Integrative analyses & data science
Many problems in biology can only be solved by utilizing and combining more than one data set from large-scale experiments.
For instance, by integrating several data sets relevant for microRNA targeting (PAR-CLIP, Rip-Chip, LC-MS/MS, 4sU-microarrays), we have shown that viral and cellular microRNAs bind to their target sites in a context-dependent manner and that context-dependent binding has context-dependent impact on gene expression. Interestingly, we found that this context cannot be explained by the presence of absence of microRNA or target mRNA, but that other factors must be involved that constitute the context (e.g. competition with RNA binding proteins or stable RNA secondary structures).

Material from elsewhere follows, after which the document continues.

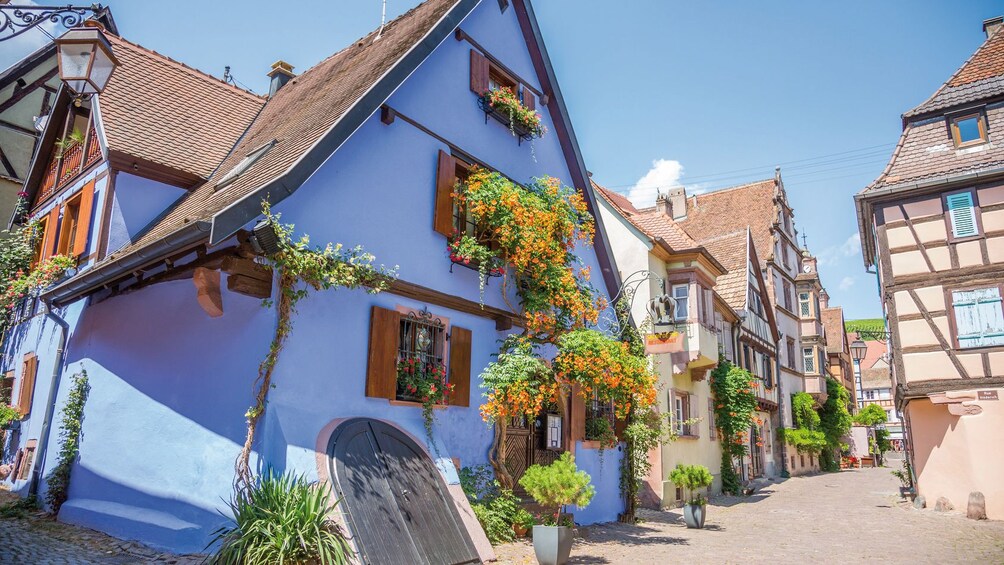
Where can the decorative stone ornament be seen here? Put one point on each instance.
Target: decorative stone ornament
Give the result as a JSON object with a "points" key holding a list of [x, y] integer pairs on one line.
{"points": [[85, 60]]}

Herpesviral genomes are relatively large (e.g. ca. 150kb for HSV-1) and are known to encode many proteins (e.g. 80 known proteins for HSV-1). Since genome sequences became available, identification of genes and proteins was based on the prediction of open reading frames (ORFs), which were then extensively validated and characterized in the 1990s. However, modern high-throughput techniques now enable a more unbiased approach to comprehensively and accurately identify genetic elements in such small genomes. By using a large array of different data sets, we were able to extend the previous annotation of HSV-1 to a total of 201 mRNAs and 284 ORFs. There were two very important lessons to learn: First, a discovery from a single large-scale data set might just represent an experimental artifact. The key for being accurate is to integrate more than one experimental technique. And second, to really understand translation and which proteins are made, the knowledge of the mRNAs (and transcription start sites) is essential.
Products of short open reading frames are rapidly degraded after translation. Therefore, they have the chance to enter the MHC-I peptide presentation pathway (see above). To be able to screen the large number of immunipeptidomics data sets available, without the need to build sequence databases based on Ribo-seq data, we developed the computational approach Proteogenomic Identification using Stratified Mixture models (Peptide-PRISM). Peptide-PRISM identified thousands of cryptic peptides and showed that cryptic peptides indeed contribute up to 15% of the MHC-I ligands in different tumor samples.